As Pfizer continues exploring options to lessen the impact of its declining COVID business, I think investors should be more willing to give the ailing biopharmaceutical firm the benefit of the doubt.

In recent years, Pfizer has been busy putting its COVID windfall to good use on the M&A front. Most recently, Pfizer made its biggest splash in more than a decade with agreements in place to acquire biotech firm Seagen (NASDAQ:SGEN) for $43 billion.

Wall Street Seems Downbeat on Pfizer’s Seagen Acquisition

The Seagen deal will give Pfizer an extensive roster of cancer treatments. More importantly, Pfizer will gain access to an impressive pipeline and some very impressive talent that could help spark a reacceleration in longer-term growth. Indeed, the “new” Pfizer is still very much focused on growth.

Pfizer CEO Albert Bourla recently remarked that the field of oncology “continues to be the largest growth driver in global medicine.” With Seagen aboard, Pfizer stands out as a firm that will play a role in the world’s fight against cancer.

For now, investors don’t like the deal. The price tag wasn’t cheap, and the company isn’t profitable yet. Regardless, Seagen’s trajectory suggested that the firm was well on its way to moving into profitability at some point in the future. In any case, I view Seagen as in excellent hands with Pfizer as it looks to invest in its future growth drivers. Seagen could prove to be a critical driver in the post-COVID era.

Earlier this month, Jefferies initiated Pfizer stock with a “Hold,” citing the hazy outlook. Pfizer may be prepping for the post-COVID world, but execution and other unknowns make for a rather uncertain story.

Though Jefferies is right to be cautious in the face of such uncertainty, I do think expectations are now muted, with shares trading at a mere 7.3 times trailing earnings or 12 times forward earnings. The 4% dividend yield also looks tempting for a firm that has the means to make a return to the growth track with the help of M&A.
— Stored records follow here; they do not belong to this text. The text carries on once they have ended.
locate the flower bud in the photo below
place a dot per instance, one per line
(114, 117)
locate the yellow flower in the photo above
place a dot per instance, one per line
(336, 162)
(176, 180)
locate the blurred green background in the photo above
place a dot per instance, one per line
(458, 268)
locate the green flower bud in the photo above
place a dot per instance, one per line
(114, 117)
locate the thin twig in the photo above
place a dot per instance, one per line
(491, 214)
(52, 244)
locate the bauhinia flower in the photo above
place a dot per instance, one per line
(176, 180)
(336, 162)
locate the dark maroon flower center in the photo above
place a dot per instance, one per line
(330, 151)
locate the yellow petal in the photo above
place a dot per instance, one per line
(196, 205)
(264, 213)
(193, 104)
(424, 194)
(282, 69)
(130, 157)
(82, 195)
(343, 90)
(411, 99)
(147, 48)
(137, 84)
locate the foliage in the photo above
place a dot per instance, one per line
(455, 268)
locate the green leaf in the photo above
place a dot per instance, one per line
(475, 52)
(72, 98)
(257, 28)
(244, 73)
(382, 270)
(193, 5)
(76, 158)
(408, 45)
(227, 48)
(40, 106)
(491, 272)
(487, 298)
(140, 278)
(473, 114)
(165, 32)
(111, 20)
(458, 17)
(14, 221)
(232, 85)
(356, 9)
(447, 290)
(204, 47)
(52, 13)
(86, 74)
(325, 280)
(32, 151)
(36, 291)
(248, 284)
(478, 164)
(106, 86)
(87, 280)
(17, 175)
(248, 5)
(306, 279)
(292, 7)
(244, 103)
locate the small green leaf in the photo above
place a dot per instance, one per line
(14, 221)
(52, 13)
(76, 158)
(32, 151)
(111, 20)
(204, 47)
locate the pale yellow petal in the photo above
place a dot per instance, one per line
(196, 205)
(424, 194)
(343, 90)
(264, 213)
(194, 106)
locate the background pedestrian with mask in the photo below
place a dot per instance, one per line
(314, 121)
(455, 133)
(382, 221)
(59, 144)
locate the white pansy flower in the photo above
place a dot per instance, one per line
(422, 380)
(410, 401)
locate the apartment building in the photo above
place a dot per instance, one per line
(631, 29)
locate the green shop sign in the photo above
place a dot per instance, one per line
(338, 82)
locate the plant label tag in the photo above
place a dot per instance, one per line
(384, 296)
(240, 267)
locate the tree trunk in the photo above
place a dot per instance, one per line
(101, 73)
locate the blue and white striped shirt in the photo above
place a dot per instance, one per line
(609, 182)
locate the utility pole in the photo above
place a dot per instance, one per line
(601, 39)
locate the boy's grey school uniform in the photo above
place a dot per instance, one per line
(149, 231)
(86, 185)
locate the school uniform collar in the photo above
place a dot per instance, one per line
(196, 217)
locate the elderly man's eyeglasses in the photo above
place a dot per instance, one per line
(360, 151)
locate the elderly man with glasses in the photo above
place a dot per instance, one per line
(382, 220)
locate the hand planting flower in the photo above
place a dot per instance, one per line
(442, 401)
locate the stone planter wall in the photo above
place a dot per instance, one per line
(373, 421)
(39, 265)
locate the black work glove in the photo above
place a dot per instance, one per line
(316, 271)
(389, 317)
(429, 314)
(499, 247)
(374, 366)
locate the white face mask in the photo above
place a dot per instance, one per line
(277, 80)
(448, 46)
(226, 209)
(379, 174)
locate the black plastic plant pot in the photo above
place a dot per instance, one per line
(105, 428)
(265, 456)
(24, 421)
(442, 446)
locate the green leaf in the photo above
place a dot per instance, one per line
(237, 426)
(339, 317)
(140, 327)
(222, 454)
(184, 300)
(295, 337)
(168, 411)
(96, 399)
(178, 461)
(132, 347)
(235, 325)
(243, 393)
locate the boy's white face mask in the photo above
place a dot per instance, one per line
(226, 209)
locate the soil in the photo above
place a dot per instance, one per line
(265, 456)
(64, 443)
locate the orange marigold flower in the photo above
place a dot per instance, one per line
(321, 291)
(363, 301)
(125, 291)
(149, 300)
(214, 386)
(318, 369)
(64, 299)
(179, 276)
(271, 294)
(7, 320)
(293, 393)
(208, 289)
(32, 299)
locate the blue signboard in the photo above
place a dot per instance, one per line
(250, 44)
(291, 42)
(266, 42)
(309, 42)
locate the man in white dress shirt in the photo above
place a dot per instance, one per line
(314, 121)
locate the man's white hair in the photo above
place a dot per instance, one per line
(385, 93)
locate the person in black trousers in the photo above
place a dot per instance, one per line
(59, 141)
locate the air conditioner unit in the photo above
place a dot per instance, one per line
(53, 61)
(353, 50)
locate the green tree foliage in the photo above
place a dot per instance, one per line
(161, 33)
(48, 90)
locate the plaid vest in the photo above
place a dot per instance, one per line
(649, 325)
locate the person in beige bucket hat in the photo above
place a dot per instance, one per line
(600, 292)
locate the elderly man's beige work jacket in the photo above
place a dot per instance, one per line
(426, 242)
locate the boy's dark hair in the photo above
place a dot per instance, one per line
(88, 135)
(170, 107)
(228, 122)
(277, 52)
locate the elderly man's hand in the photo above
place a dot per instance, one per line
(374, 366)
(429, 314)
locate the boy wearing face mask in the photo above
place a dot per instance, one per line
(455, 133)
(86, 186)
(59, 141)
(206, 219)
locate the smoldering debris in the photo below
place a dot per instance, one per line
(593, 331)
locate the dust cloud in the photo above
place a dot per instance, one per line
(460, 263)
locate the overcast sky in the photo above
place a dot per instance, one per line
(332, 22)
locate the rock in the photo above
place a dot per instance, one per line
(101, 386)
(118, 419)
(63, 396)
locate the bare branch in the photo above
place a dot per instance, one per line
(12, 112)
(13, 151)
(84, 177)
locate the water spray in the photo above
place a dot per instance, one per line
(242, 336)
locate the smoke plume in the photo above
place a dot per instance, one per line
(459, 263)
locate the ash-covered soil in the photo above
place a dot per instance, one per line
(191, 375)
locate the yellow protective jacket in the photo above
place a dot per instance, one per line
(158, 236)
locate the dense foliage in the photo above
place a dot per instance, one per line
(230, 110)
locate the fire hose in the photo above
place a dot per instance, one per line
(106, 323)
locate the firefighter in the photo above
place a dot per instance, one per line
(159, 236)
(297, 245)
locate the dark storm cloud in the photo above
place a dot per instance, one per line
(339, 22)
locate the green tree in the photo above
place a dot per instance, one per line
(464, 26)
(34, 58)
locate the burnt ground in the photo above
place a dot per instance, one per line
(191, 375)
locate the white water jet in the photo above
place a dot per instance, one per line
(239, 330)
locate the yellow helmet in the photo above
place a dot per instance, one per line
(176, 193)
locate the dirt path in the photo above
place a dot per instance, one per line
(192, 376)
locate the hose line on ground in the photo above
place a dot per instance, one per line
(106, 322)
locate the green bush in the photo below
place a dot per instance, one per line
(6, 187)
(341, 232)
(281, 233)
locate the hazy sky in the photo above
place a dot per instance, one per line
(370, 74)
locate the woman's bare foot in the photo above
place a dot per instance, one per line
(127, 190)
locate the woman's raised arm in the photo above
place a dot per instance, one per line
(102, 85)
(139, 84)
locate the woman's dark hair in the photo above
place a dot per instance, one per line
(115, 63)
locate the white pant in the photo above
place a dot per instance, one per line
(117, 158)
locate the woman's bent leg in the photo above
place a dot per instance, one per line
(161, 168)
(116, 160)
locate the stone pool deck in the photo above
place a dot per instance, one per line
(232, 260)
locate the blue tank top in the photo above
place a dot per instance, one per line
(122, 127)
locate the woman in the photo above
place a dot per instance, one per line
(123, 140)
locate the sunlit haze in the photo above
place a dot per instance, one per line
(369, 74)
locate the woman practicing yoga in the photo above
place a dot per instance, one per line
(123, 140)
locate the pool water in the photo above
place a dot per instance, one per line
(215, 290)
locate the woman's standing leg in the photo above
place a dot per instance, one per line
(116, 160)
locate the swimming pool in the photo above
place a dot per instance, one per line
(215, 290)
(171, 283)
Is Pfizer Stock a Buy, According to Analysts?

Turning to Wall Street, PFE stock comes in as a Moderate Buy. Out of 15 analyst ratings, there are four Buys and 10 Hold recommendations. The average Pfizer price target is $48.50, implying upside potential of 20.95%. Analyst price targets range from a low of $40.00 per share to a high of $75.00 per share.
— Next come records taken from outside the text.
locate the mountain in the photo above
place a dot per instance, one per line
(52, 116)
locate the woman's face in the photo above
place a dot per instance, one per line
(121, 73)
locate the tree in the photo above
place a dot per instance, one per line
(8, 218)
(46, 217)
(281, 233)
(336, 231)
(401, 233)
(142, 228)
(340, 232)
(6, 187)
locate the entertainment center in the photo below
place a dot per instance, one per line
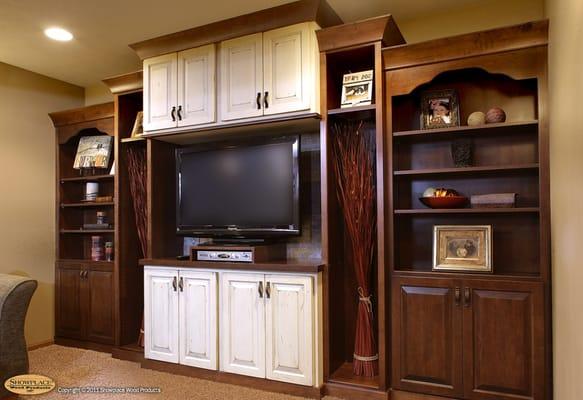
(241, 171)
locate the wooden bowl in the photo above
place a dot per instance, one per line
(445, 202)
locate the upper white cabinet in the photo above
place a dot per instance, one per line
(160, 92)
(241, 77)
(269, 73)
(180, 89)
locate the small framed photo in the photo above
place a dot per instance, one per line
(357, 89)
(440, 109)
(465, 248)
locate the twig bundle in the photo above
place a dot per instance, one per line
(355, 176)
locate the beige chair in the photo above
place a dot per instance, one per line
(15, 295)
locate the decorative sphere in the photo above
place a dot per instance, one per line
(477, 118)
(429, 192)
(495, 115)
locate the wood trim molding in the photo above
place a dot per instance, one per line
(82, 114)
(378, 29)
(498, 40)
(125, 83)
(260, 21)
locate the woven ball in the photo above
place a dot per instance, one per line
(495, 115)
(477, 118)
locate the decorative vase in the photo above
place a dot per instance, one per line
(462, 153)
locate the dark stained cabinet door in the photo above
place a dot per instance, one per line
(68, 296)
(503, 325)
(427, 318)
(100, 324)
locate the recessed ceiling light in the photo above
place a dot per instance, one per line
(59, 34)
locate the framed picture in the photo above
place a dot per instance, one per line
(462, 248)
(138, 128)
(439, 109)
(357, 89)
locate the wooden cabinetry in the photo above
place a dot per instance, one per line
(180, 317)
(179, 89)
(475, 339)
(84, 302)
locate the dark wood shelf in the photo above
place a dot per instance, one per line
(88, 205)
(86, 231)
(87, 178)
(513, 210)
(517, 127)
(345, 376)
(279, 266)
(467, 170)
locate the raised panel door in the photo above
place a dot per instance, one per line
(69, 305)
(427, 353)
(288, 72)
(241, 77)
(196, 86)
(289, 338)
(161, 315)
(160, 92)
(503, 326)
(242, 327)
(198, 319)
(100, 318)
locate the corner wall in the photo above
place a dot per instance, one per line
(27, 173)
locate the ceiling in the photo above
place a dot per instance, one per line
(103, 29)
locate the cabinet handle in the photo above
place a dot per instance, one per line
(467, 297)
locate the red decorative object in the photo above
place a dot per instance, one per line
(355, 176)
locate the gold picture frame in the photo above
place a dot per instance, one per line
(466, 248)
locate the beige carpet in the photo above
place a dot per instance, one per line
(71, 368)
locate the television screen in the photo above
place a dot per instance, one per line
(250, 189)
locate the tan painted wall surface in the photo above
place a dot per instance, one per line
(566, 84)
(27, 173)
(477, 17)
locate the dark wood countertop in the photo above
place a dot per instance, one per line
(291, 266)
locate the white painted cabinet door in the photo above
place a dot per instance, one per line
(196, 86)
(160, 92)
(198, 319)
(289, 329)
(242, 329)
(161, 315)
(241, 77)
(288, 67)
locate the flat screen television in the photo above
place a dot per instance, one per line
(246, 190)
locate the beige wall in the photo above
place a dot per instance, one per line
(27, 173)
(479, 16)
(97, 94)
(566, 84)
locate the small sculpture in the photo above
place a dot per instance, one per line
(495, 115)
(476, 118)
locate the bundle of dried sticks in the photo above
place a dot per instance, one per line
(355, 176)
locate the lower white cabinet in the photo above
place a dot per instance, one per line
(180, 316)
(255, 324)
(267, 326)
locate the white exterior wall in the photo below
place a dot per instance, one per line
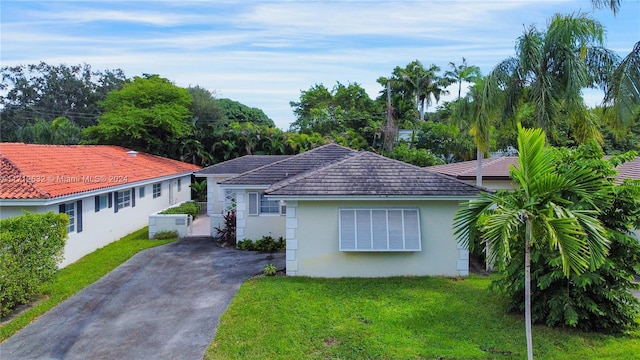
(105, 226)
(313, 248)
(255, 227)
(215, 202)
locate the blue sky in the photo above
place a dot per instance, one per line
(263, 53)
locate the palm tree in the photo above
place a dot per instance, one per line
(474, 113)
(462, 73)
(537, 214)
(551, 68)
(623, 95)
(423, 84)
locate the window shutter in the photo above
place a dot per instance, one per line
(347, 230)
(253, 203)
(379, 226)
(79, 215)
(411, 230)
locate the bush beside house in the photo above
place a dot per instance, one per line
(31, 247)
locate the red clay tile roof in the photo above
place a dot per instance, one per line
(29, 171)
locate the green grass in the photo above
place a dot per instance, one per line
(395, 318)
(82, 273)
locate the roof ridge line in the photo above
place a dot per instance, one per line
(305, 174)
(292, 157)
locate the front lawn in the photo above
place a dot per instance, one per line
(396, 318)
(80, 274)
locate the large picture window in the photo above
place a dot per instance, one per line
(379, 230)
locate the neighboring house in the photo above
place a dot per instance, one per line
(107, 191)
(353, 213)
(495, 171)
(220, 201)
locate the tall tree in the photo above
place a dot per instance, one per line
(462, 73)
(424, 85)
(623, 96)
(474, 112)
(551, 68)
(235, 111)
(45, 92)
(148, 114)
(542, 212)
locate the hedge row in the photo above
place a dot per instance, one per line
(189, 208)
(31, 246)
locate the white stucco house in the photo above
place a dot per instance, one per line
(219, 200)
(107, 191)
(353, 213)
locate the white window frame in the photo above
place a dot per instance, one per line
(379, 229)
(123, 199)
(157, 190)
(103, 201)
(70, 210)
(256, 205)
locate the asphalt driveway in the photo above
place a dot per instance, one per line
(164, 303)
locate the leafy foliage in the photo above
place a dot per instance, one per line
(189, 208)
(166, 235)
(43, 92)
(148, 114)
(270, 270)
(598, 299)
(238, 112)
(199, 188)
(228, 231)
(31, 246)
(417, 157)
(266, 243)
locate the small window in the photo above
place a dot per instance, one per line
(102, 201)
(123, 199)
(70, 210)
(268, 206)
(379, 230)
(259, 204)
(253, 204)
(157, 190)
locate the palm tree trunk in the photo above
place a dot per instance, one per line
(527, 287)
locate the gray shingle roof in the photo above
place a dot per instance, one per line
(241, 165)
(367, 174)
(286, 168)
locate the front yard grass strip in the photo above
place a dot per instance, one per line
(75, 277)
(393, 318)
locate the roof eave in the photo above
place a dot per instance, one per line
(372, 197)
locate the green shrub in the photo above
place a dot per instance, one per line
(189, 208)
(270, 270)
(266, 243)
(166, 235)
(228, 231)
(31, 246)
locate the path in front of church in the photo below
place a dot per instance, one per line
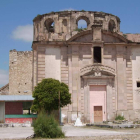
(76, 133)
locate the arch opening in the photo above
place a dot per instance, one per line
(97, 55)
(49, 24)
(82, 23)
(111, 25)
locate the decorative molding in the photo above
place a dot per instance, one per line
(97, 69)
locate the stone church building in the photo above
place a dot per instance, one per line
(100, 64)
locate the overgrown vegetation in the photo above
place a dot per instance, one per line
(46, 95)
(80, 29)
(47, 127)
(119, 117)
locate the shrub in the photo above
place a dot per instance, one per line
(119, 117)
(47, 127)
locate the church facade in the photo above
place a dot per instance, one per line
(100, 65)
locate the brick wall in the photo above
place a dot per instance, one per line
(13, 108)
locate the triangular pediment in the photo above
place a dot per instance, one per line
(97, 71)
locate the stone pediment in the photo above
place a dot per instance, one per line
(97, 70)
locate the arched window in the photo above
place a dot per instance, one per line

The Takeaway: Expectations Seem Too Low

Pfizer stock is much-hated right now as it looks for means to offset its stalling COVID business. The firm’s future plans may be a tad hazy, but I think the 35% drop is overdoing it.

Like it or not, Pfizer looks poised to acquire its way to growth. As a pharmaceutical behemoth with a great top boss, Alberta Bourla, I’d say Pfizer is now an intriguing play in a potential recession year.